Joel Eschenbach • December 28, 2017

  • 5 Minutes to Goal Setting:

    We have this amazing, creative ability as humans to imagine something in our mind and then bring that idea into reality through our actions. We can literally create something out of nothing! But, most of the time, we leave our ideas at the brainstorming stage and never bring them into reality. While I think that some ideas should just die on the vine, most ideas don't come to life due to our lack of focus.
    It’s that time of year when many of us are thinking about resolutions for next year. A new year’s resolution is one of the most popular forms of reflection and visualization practices in the world. The problem? We set resolutions with the best intentions, but have no achievable plan in place to actually make the ideas a reality.
    That’s where goal setting comes in. Goals that are achieved can change your life, but most people don’t accomplish goals because they don't take the time to break them down into small, actionable steps. Instead of trying to jump across a wide creek, it's best to step on one stone at a time starting with the first stone. So it is with goals.

    I used to spend so much time getting side-tracked or derailed by everything that came my way. I also used to feel frazzled at the end of each day feeling like I rarely accomplished what I set out to do. About 2 years ago, I started setting goals using the following plan and have accomplished more than I ever thought possible. It revolutionized my daily habits and time management. It also brought joy and purpose to my daily tasks.

    Goals that are achieved can change your life, but most people don’t accomplish goals because they don't take the time to break them down into small, actionable steps.


     Start by setting a goal. Make it an achievable goal that you can accomplish in a certain period of time. I recommend setting quarterly goals instead of annual goals (although you could have 4 quarterly goals that are a broken down annual goal). Pick a quarterly goal that’s a challenge, but also achievable in 90 days. Let’s call this our target goal. If you’re just starting out with goal setting, I would only do 4 target goals a year (1 each quarter) so that you can stay focused. That goal could be something like losing 20 pounds or starting a blog. 
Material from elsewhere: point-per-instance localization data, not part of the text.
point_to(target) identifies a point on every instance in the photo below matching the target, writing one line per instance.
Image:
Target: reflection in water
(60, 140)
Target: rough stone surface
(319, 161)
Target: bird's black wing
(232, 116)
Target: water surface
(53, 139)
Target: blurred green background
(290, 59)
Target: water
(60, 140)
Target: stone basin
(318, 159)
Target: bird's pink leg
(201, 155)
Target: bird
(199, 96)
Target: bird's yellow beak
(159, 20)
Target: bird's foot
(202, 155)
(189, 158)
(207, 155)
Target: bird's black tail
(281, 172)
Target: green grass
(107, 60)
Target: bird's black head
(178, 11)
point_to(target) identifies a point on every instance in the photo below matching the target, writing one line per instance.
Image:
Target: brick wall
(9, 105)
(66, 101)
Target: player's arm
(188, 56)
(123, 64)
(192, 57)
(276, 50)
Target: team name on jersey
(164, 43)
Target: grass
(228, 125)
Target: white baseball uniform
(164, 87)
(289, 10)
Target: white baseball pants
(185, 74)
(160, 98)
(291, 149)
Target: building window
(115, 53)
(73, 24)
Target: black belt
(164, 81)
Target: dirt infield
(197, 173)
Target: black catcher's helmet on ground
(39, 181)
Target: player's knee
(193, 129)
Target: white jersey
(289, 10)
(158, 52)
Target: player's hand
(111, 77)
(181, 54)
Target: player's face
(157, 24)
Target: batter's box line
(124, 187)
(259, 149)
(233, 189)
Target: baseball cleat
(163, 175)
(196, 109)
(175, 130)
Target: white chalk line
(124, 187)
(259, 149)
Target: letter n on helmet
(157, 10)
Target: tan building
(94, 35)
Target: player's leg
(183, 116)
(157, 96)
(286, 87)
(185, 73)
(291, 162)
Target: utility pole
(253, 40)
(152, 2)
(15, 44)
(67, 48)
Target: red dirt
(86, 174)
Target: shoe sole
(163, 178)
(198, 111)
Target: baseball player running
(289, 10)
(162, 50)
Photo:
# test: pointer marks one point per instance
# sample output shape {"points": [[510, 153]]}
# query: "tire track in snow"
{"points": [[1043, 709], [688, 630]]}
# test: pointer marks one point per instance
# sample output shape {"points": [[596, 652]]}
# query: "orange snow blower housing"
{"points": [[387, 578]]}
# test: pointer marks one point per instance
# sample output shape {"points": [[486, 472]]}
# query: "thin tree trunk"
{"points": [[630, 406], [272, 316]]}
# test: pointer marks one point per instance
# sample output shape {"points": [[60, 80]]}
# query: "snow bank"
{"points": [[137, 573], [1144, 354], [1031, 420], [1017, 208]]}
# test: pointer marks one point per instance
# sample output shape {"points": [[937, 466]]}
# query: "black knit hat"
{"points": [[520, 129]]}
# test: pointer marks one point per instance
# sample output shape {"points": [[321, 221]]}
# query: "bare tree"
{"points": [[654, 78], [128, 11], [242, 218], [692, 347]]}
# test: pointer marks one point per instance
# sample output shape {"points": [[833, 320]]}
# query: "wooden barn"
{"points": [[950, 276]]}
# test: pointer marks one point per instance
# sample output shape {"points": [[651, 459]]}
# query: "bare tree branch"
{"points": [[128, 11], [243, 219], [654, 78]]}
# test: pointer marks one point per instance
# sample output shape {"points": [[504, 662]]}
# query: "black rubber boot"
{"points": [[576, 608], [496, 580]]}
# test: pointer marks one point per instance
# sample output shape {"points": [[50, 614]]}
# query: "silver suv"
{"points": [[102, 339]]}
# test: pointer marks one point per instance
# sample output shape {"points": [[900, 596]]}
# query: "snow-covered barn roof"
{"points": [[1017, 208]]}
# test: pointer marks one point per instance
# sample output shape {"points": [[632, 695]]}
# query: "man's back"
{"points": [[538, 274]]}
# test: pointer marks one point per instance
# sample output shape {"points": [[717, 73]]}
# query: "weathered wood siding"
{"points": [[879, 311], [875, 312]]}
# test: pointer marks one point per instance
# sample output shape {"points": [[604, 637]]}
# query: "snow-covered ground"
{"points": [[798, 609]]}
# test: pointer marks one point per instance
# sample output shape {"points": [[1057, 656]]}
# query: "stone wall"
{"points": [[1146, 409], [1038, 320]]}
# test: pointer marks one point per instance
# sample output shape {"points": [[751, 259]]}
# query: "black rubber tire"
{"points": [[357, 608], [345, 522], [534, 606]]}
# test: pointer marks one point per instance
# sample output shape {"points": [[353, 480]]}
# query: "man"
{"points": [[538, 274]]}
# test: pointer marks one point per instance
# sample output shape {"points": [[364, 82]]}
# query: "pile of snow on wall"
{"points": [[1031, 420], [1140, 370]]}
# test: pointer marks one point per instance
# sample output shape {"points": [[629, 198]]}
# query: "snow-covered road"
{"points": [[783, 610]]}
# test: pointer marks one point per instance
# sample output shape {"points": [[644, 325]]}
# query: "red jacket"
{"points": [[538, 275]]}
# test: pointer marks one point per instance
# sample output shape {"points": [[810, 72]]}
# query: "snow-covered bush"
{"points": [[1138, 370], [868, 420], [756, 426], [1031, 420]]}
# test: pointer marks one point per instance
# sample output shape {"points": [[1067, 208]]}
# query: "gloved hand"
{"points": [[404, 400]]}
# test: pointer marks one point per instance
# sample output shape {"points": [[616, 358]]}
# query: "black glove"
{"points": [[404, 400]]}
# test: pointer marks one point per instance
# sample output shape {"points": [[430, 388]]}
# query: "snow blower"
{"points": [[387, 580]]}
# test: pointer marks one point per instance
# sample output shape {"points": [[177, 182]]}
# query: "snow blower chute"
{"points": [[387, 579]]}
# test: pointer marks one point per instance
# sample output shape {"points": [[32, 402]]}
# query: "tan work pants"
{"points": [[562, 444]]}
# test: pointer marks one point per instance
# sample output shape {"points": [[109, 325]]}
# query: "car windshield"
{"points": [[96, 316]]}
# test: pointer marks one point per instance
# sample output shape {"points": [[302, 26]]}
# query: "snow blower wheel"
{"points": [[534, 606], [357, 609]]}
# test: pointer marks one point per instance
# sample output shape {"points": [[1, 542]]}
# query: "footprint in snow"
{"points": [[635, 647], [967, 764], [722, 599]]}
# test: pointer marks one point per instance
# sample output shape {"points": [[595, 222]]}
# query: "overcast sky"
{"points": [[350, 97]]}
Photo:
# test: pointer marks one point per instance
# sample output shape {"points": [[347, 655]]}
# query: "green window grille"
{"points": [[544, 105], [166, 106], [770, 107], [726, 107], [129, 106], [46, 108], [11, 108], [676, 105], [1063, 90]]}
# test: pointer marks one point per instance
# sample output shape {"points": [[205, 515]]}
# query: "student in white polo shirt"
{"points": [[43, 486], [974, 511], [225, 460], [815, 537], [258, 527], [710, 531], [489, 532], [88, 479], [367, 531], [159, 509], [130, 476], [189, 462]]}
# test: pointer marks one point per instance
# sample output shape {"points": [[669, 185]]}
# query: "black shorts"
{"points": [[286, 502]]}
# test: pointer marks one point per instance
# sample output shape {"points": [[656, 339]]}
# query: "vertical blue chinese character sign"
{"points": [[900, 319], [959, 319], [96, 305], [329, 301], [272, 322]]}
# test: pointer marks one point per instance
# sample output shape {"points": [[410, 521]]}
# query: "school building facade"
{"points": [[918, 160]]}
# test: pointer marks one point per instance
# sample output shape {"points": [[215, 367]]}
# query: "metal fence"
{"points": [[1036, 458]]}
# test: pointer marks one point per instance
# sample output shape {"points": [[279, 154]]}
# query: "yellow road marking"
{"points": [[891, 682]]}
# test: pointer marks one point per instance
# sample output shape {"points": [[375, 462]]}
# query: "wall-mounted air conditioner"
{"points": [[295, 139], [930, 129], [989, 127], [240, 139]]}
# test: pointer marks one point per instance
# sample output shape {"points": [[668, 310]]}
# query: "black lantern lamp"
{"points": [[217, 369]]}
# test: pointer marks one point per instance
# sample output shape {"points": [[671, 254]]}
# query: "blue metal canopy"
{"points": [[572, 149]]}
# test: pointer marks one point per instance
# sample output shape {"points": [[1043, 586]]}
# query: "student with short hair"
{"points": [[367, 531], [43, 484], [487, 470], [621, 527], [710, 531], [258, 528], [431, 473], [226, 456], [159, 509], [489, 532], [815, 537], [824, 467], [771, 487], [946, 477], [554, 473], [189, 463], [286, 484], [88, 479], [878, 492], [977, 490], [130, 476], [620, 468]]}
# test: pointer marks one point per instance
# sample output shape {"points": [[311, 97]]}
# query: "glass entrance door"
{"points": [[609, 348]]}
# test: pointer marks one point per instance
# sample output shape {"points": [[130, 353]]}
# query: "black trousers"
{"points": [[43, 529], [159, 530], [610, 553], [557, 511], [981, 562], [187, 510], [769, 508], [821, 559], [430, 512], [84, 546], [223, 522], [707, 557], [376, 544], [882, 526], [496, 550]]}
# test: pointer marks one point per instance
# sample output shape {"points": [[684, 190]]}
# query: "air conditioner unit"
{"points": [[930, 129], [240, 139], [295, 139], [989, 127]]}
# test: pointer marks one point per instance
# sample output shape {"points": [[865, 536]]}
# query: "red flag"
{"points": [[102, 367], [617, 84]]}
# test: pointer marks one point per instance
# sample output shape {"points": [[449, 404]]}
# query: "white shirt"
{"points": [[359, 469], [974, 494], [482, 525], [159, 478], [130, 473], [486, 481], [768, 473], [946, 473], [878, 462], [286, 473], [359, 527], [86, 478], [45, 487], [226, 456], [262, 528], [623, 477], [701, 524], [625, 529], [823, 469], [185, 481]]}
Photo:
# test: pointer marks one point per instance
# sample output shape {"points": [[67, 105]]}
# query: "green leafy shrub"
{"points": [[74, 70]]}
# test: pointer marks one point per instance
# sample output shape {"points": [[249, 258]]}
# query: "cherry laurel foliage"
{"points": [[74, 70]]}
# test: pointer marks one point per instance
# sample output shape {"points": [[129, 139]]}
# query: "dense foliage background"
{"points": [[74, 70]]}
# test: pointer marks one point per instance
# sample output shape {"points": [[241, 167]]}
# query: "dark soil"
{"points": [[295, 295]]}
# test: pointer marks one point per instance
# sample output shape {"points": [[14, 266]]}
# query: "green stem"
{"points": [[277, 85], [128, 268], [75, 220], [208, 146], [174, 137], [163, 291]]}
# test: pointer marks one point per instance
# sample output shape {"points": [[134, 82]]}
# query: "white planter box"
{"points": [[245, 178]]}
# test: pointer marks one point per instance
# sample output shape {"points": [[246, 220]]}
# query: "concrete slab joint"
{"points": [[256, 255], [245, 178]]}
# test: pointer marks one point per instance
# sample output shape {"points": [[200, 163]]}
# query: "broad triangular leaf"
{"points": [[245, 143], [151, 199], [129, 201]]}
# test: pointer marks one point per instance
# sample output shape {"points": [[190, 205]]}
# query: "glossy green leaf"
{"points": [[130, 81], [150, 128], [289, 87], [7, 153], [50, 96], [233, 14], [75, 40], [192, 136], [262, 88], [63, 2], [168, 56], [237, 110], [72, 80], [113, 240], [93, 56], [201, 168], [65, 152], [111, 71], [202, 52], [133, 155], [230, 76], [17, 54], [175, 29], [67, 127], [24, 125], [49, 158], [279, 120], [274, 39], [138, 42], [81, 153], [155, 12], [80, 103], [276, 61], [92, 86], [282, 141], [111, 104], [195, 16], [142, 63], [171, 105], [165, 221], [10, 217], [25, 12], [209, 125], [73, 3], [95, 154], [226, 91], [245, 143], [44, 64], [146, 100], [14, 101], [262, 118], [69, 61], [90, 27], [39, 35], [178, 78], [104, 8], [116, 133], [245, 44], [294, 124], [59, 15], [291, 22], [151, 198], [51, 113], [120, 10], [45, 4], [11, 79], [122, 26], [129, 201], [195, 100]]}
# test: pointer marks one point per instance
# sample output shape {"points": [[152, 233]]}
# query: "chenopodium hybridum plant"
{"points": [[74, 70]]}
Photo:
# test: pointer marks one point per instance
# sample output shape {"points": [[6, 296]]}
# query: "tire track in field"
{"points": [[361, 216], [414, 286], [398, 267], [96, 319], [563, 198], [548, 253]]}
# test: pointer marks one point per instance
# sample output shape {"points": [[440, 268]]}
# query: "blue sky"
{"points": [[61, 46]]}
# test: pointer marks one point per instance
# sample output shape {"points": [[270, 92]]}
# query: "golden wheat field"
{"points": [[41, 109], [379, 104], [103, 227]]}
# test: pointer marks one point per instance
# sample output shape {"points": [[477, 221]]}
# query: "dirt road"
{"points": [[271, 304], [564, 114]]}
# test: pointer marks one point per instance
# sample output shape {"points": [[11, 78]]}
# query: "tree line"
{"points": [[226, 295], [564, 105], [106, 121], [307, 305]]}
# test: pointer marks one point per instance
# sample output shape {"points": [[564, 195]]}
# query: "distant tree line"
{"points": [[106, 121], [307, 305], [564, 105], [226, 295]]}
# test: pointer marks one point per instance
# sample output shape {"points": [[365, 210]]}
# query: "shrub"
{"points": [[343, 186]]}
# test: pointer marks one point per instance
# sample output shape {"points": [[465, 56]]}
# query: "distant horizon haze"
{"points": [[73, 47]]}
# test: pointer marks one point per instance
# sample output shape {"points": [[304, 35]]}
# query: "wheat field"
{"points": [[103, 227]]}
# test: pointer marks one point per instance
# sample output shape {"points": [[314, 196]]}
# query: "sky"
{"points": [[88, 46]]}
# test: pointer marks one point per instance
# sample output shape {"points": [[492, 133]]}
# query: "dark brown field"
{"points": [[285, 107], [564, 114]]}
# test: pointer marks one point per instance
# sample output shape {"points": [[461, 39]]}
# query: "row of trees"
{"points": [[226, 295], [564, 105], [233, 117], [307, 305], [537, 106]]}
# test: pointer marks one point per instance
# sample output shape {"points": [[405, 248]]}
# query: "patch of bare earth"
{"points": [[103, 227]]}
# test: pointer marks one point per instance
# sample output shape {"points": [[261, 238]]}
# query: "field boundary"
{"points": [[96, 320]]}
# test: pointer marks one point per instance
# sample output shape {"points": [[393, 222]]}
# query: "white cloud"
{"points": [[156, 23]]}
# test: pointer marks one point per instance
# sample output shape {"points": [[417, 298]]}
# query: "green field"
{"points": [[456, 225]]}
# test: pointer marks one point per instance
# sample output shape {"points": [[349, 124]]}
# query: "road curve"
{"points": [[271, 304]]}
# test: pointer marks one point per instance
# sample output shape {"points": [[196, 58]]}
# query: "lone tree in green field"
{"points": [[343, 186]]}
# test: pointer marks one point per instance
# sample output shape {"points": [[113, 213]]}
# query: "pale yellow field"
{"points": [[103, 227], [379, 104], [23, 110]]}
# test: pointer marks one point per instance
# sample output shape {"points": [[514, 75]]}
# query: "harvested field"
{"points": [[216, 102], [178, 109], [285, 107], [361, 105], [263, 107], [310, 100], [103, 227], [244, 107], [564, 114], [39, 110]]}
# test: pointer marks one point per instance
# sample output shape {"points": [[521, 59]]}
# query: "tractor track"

    setting goals - 3 milestones

    After you write down the specific target goal, define it further by breaking it into 3 milestones. These are 3 mini goals that, once accomplished, will bring you closer to your target goal. Milestones don’t have to be in order, but I find that accomplishing them in a certain order helps me stay focused.
    Let’s look at losing weight…
    You can’t always control how fast you will lose weight, but you can control what actions you take. Once you determine how you're going to lose weight, break that goal into 3 milestones. I know I’ll lose weight if I eat healthy meals on a regular basis. So, I would like to eat 180 healthy meals in 90 days (of course, you have to determine exactly what “healthy” means, but that’s a different topic altogether).
    Break those 180 meals into 3 deadline-driven milestones.
    1. Eat 60 healthy meals by 1/31
    2. Eat 60 healthy meals by 2/28
    3. Eat 60 healthy meals by 3/28
    Once you determine your milestones, then you can break them down even further into daily/weekly tasks.


    This is the key to completing every goal. You have to have a daily plan and weekly review. Spend time every day (or every weekday at least) to plan your day.

    time blocking

    Try time blocking. Time blocking can seem overwhelming at first, but once you start doing it, you’ll love it and have the satisfaction of seeing exactly where your time is going. Once you’ve written out your daily schedule (this only takes about 5 minutes once you get used to it), make it a priority to block out time each day or each week to work on tasks that lead you closer to accomplishing your milestones.

    "Setting a goal is not the main thing. It is deciding how you will go about achieving it and staying with that plan."
    – Tom Landry

    I write down my next milestone almost every day to remind myself what I need to accomplish in addition to my regular work. Then, I plan time each week (or a little time each day) to work on tasks that help me accomplish the next milestone.

    For instance, If I was going to start a blog, I might spend 2 hours every week writing. That would give me 1 blog post a week, which would give me 4 a month. So by the end of 90 days, I’ve got 12 solid posts. So every day, I’d write down what I’m going to accomplish that week in addition to my other work: Write 1 blog post.
    Seems easy enough, right? Yes, but sticking to the plan can be difficult. In addition to making this a daily habit, I found that having the right tool is essential.

    This is where the SELF Journal comes in. It breaks this entire process down into a journal that you can use to plan your days and tasks, a weekly review section to be sure you're moving towards your milestones, and a detailed area to plan out your quarterly goals complete with 3 milestones per month.

    self journal table

    I’ve used the SELF Journal for 2 years now and it has revolutionized my goal setting. Like anything, it takes discipline at first, but once you get the routine down, you’ll start really accomplishing your goals, bringing your ideas to life, and be happy with what you’ve accomplished knowing that you’ve given it your best shot.